In 1991, Europe’s first offshore wind farm, named Vindeby, was built off the coast of Denmark. By modern standards, this installation was small, consisting of 11 450 kW wind turbines. Despite being decommissioned in 2017, the Vindeby Offshore Wind Farm signalled the direction that the wind energy sector would take in the coming years. As of 2018, there was an installed capacity of 18,499 MW in Europe. The Hornsea Wind Farm is the latest step forward in European, and indeed, global offshore wind.

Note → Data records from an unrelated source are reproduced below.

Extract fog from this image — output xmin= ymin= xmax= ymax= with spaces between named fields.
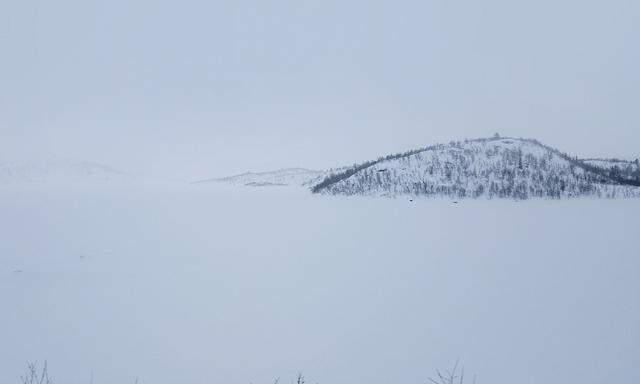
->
xmin=0 ymin=0 xmax=640 ymax=179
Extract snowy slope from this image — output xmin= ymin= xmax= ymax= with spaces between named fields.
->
xmin=581 ymin=159 xmax=640 ymax=182
xmin=195 ymin=168 xmax=328 ymax=187
xmin=0 ymin=160 xmax=133 ymax=185
xmin=312 ymin=138 xmax=640 ymax=199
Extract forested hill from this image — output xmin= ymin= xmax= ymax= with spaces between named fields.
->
xmin=311 ymin=137 xmax=640 ymax=199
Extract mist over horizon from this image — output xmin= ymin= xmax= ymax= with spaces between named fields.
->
xmin=0 ymin=0 xmax=640 ymax=178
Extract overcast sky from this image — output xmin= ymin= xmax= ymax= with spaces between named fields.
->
xmin=0 ymin=0 xmax=640 ymax=178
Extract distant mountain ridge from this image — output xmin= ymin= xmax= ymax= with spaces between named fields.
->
xmin=0 ymin=160 xmax=133 ymax=184
xmin=311 ymin=137 xmax=640 ymax=199
xmin=193 ymin=168 xmax=330 ymax=187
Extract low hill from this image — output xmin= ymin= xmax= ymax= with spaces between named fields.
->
xmin=311 ymin=137 xmax=640 ymax=199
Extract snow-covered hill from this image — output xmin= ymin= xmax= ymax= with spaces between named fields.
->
xmin=581 ymin=159 xmax=640 ymax=181
xmin=0 ymin=160 xmax=133 ymax=185
xmin=195 ymin=168 xmax=329 ymax=187
xmin=312 ymin=137 xmax=640 ymax=199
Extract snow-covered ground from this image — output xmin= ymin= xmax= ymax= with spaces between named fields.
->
xmin=0 ymin=184 xmax=640 ymax=384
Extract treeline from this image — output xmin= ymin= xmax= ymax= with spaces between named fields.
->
xmin=312 ymin=137 xmax=640 ymax=199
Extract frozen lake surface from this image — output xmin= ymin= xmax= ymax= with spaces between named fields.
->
xmin=0 ymin=185 xmax=640 ymax=384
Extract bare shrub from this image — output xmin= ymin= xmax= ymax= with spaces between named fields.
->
xmin=20 ymin=361 xmax=53 ymax=384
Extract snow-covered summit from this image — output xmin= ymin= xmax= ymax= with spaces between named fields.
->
xmin=312 ymin=137 xmax=640 ymax=199
xmin=0 ymin=160 xmax=133 ymax=184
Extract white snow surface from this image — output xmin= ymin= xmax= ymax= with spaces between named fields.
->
xmin=195 ymin=168 xmax=330 ymax=187
xmin=0 ymin=183 xmax=640 ymax=384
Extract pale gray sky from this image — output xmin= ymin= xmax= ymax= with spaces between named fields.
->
xmin=0 ymin=0 xmax=640 ymax=178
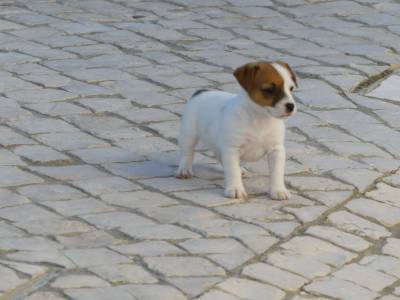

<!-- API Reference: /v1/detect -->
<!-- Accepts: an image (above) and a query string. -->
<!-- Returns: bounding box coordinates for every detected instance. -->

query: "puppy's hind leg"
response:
[176,118,199,179]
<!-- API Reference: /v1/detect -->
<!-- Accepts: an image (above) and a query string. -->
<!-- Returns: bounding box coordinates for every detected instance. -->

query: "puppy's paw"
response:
[269,187,290,200]
[175,168,193,179]
[225,186,247,199]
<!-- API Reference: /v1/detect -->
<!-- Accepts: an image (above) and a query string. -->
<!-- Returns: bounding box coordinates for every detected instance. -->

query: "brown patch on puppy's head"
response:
[233,62,285,107]
[276,61,298,87]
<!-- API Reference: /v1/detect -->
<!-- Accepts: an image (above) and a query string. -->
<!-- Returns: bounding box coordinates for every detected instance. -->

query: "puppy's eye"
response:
[261,86,276,95]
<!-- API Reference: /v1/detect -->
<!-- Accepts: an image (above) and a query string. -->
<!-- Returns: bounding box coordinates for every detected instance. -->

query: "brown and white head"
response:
[233,61,297,118]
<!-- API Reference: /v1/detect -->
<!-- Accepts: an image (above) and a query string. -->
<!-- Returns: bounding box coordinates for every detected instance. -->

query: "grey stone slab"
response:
[56,230,121,249]
[82,212,155,230]
[18,184,87,202]
[0,204,59,222]
[328,211,391,240]
[65,248,131,268]
[100,190,179,209]
[346,198,400,227]
[31,165,108,180]
[37,132,109,151]
[89,264,158,284]
[368,75,400,101]
[41,198,114,216]
[217,277,285,300]
[71,176,141,196]
[14,145,72,163]
[144,256,225,277]
[71,146,145,164]
[111,241,186,257]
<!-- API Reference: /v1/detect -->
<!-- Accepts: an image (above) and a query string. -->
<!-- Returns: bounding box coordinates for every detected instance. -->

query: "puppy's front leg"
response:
[268,146,290,200]
[222,149,247,199]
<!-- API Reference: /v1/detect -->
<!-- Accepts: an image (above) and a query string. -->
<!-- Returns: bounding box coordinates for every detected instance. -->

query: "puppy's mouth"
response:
[278,112,294,119]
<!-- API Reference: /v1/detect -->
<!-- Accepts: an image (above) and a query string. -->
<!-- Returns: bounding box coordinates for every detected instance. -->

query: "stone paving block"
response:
[168,276,222,297]
[144,256,225,277]
[41,198,114,217]
[111,241,186,257]
[104,161,175,179]
[64,248,131,268]
[14,145,72,163]
[89,264,158,284]
[328,211,391,240]
[82,212,155,230]
[10,117,77,134]
[56,230,121,249]
[96,127,153,142]
[21,72,71,88]
[199,290,239,300]
[15,218,95,235]
[333,264,397,292]
[283,205,328,223]
[120,224,200,240]
[242,263,308,292]
[346,198,400,227]
[71,147,145,164]
[281,236,356,267]
[139,176,216,192]
[267,251,331,279]
[306,225,371,251]
[1,260,48,276]
[64,287,137,300]
[286,176,353,191]
[71,176,141,196]
[6,89,77,104]
[100,190,179,209]
[0,127,36,146]
[0,266,26,292]
[366,182,400,207]
[0,221,24,238]
[359,255,400,278]
[51,274,110,289]
[0,204,59,222]
[382,238,400,258]
[0,166,43,187]
[117,108,178,124]
[123,284,187,300]
[332,169,382,193]
[217,277,285,300]
[18,184,87,202]
[37,132,109,151]
[6,249,76,269]
[116,136,178,156]
[0,236,63,252]
[139,205,220,226]
[304,278,378,300]
[0,188,29,208]
[179,238,254,270]
[31,165,108,180]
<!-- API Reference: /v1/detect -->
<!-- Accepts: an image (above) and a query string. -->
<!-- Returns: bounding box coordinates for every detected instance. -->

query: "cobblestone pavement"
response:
[0,0,400,300]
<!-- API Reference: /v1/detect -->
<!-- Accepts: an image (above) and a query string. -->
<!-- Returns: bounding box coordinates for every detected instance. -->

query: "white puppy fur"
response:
[177,63,297,200]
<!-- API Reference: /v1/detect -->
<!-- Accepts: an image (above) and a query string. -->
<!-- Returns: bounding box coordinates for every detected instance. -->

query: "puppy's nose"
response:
[285,103,294,112]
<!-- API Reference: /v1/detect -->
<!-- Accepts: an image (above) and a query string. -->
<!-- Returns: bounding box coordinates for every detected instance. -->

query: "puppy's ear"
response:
[233,63,260,93]
[276,61,298,87]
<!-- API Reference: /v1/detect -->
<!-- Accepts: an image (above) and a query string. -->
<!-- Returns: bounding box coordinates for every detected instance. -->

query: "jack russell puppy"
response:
[176,61,297,200]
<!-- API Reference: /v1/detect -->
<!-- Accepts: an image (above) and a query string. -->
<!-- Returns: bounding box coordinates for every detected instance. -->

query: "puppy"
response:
[176,61,297,200]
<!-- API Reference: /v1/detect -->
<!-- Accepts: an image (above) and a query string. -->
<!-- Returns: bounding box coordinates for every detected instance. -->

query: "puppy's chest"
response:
[240,131,277,161]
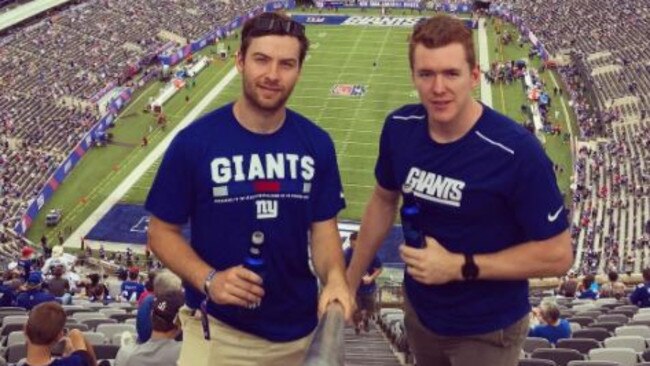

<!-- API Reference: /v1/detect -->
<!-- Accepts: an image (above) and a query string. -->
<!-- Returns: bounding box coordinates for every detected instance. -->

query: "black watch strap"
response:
[461,253,479,281]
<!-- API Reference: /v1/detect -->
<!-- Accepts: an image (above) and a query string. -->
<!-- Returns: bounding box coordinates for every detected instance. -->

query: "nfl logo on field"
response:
[330,84,366,97]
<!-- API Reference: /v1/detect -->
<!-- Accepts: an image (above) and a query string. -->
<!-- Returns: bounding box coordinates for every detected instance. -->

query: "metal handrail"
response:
[304,302,345,366]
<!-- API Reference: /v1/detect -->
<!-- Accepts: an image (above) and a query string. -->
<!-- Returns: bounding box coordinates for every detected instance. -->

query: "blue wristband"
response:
[203,269,217,298]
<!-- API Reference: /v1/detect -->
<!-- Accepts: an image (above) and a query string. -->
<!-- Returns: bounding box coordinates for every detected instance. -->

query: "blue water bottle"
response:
[400,204,424,248]
[244,231,266,309]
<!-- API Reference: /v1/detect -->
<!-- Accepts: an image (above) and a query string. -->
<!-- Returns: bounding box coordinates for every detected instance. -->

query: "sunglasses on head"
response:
[253,16,305,37]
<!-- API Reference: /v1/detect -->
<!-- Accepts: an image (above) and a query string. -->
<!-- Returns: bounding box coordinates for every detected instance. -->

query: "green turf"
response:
[29,14,571,241]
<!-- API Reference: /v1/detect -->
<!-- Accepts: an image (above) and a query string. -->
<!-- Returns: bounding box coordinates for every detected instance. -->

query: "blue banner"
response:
[291,14,349,25]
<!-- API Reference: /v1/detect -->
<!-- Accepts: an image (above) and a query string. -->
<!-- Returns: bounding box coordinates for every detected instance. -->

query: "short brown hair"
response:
[642,268,650,282]
[409,15,476,70]
[239,12,309,65]
[25,301,66,346]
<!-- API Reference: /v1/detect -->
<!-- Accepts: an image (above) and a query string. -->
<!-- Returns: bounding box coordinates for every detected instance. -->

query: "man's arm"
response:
[347,185,399,293]
[400,230,573,285]
[149,216,264,307]
[311,218,352,320]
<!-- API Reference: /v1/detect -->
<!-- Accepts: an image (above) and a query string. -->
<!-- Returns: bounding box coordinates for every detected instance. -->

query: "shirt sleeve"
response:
[375,117,400,191]
[312,136,345,222]
[145,132,193,225]
[510,135,569,240]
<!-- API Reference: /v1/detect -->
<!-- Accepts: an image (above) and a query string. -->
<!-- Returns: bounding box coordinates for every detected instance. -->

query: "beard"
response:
[242,75,293,113]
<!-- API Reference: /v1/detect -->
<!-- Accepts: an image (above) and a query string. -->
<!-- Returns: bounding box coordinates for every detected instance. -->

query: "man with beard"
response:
[146,13,352,366]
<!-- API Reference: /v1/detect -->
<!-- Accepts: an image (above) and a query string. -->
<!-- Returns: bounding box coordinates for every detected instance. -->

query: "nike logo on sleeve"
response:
[546,206,564,222]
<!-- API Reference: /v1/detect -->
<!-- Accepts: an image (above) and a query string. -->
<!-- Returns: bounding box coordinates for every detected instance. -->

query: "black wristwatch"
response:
[461,254,479,281]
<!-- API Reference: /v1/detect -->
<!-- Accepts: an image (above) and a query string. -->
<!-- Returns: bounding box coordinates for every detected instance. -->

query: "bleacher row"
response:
[507,0,650,121]
[572,118,650,273]
[519,298,650,366]
[0,0,264,227]
[0,299,137,364]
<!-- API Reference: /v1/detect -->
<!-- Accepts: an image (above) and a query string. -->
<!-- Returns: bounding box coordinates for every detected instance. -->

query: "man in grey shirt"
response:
[115,291,185,366]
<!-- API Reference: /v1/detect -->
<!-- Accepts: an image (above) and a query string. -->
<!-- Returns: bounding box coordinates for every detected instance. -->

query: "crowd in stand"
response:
[492,0,650,273]
[0,0,263,232]
[0,242,184,366]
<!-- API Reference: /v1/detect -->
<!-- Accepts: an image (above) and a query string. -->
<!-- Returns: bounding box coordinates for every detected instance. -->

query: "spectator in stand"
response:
[18,246,34,279]
[630,268,650,308]
[578,274,598,300]
[115,290,185,366]
[557,270,578,298]
[138,272,156,306]
[120,266,144,302]
[16,271,56,310]
[106,266,129,301]
[528,300,571,344]
[85,273,110,302]
[600,271,625,300]
[47,264,72,305]
[22,302,96,366]
[135,269,182,343]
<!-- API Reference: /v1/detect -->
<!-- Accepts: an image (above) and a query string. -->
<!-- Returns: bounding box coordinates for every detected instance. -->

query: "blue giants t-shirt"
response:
[146,104,345,341]
[375,105,568,336]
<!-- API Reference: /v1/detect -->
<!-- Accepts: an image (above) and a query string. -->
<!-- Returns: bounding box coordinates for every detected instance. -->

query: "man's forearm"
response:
[311,219,345,285]
[148,217,212,291]
[347,192,397,290]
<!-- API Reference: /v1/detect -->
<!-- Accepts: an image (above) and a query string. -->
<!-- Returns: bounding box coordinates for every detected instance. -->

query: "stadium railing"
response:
[304,303,345,366]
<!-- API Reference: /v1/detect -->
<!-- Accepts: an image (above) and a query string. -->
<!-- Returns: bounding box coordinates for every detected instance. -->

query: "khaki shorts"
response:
[404,299,529,366]
[177,306,313,366]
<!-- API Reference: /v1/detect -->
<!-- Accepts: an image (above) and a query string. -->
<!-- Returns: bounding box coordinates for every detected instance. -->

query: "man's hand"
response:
[399,236,465,285]
[209,265,264,308]
[361,275,373,285]
[318,281,356,323]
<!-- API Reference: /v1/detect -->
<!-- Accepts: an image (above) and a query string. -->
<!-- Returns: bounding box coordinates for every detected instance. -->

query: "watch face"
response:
[461,255,478,280]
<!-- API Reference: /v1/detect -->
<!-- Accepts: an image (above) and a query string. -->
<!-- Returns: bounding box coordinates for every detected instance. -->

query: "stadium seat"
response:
[555,338,600,355]
[596,314,630,323]
[530,348,585,366]
[603,336,647,353]
[97,324,136,339]
[573,328,611,342]
[2,315,29,326]
[518,358,557,366]
[93,344,120,360]
[614,325,650,339]
[6,331,27,347]
[72,312,108,322]
[99,308,126,318]
[0,323,25,337]
[523,337,553,354]
[586,321,625,333]
[5,343,27,363]
[83,332,108,346]
[589,348,639,366]
[109,313,136,323]
[568,360,621,366]
[65,323,88,332]
[567,316,595,327]
[81,318,117,330]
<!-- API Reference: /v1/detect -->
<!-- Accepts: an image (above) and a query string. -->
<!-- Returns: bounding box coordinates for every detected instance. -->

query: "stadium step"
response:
[345,324,402,366]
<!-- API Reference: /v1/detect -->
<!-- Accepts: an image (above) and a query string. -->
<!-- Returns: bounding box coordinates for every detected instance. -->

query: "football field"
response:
[124,25,478,220]
[28,15,572,245]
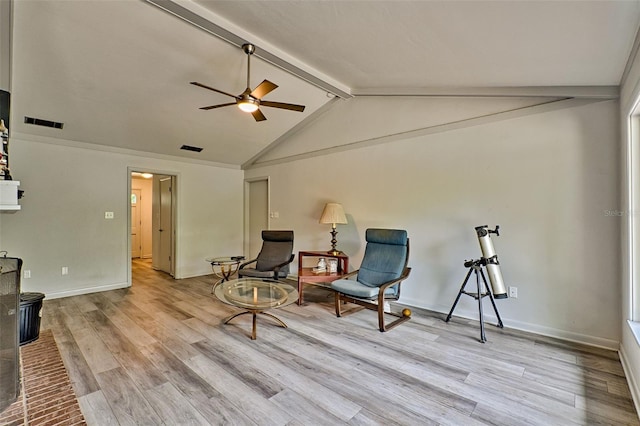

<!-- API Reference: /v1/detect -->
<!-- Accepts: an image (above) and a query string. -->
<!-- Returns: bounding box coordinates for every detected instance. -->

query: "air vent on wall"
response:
[180,145,202,152]
[24,117,64,129]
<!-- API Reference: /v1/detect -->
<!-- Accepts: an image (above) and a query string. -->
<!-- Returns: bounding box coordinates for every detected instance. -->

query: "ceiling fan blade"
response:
[251,109,267,121]
[191,81,237,98]
[251,80,278,99]
[200,102,236,110]
[260,101,304,112]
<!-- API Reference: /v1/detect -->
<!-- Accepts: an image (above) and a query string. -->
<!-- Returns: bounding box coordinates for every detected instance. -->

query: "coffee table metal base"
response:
[223,310,287,340]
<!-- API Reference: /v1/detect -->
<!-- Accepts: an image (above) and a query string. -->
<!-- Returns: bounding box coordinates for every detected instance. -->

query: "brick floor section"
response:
[0,330,87,426]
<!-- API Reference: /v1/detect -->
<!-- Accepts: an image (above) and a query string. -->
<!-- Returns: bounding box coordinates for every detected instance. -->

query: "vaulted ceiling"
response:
[11,0,640,167]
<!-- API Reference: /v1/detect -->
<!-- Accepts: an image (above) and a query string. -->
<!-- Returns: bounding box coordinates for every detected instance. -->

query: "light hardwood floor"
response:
[42,261,640,426]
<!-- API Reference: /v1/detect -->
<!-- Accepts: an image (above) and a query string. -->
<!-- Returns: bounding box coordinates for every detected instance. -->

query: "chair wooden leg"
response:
[378,303,387,332]
[335,291,342,317]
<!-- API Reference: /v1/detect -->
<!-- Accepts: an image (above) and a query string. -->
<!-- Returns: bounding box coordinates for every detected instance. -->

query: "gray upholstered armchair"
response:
[331,229,411,331]
[238,231,295,279]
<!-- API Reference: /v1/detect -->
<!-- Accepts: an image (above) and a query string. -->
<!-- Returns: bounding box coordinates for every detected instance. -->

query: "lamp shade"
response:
[320,203,347,225]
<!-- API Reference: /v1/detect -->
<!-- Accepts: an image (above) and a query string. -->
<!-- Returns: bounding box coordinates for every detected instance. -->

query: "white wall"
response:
[620,35,640,412]
[0,135,243,298]
[246,100,621,348]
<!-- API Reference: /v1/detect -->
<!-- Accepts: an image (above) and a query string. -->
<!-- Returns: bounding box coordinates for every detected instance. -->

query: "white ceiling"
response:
[11,0,640,166]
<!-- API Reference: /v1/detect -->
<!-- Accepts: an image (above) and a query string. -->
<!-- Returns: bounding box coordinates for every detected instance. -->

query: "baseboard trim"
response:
[400,298,620,351]
[618,345,640,414]
[45,282,130,299]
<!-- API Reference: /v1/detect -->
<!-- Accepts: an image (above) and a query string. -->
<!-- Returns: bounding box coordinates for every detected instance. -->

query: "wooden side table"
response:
[298,251,349,305]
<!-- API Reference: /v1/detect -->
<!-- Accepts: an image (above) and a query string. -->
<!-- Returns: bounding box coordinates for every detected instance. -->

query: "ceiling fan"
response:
[191,43,304,121]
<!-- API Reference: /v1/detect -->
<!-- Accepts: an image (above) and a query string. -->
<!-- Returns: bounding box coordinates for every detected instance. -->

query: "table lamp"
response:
[320,203,347,255]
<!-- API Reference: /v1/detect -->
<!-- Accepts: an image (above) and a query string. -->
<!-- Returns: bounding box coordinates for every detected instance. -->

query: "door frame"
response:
[242,176,271,256]
[125,166,182,287]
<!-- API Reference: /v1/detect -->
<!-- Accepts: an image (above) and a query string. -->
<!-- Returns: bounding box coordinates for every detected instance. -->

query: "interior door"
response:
[246,179,269,259]
[152,175,175,275]
[131,189,142,259]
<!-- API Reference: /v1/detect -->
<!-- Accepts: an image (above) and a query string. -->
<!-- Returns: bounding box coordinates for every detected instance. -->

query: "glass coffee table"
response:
[214,278,298,340]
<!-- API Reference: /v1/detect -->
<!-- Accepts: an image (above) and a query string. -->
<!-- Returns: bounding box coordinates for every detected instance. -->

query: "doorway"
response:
[129,170,177,277]
[244,177,269,259]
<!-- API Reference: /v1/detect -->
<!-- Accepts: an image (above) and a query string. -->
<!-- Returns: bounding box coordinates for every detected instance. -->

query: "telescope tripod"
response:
[445,258,504,343]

The next generation of offshore wind
The first stage of the project, referred to as Hornsea One, has begun operation, with a completion date for the full site expected in 2020. The site covers a staggering 407 square kilometers, which is over five times the size of Kingston upon Hull, United Kingdom – one of the nearest cities to the site. But the English port city won’t be the only location powered by the wind farm, which will have the means to power over one million homes. Once the entire project is finished, 174 wind turbines with an individual capacity of 7 MW will generate a total 1.2 GW of electricity. The next phase of the project, Hornsea Two, will add a capacity of 1.4 GW. However, it’s possible that even more powerful wind turbines could be used in the later stages of construction, thus producing an even higher yield.
The sky is the limit
What seemed like a distant concept when the project began in 2010 is now becoming a reality. The Hornsea One phase is going well and is already contributing to the United Kingdom reducing its carbon emissions. In addition to furthering the growth of offshore wind, the facility will also create a huge number of jobs. At present, Ørsted, the company in charge of the project, is planning a third phase. Could we be entering the era of super offshore wind farms?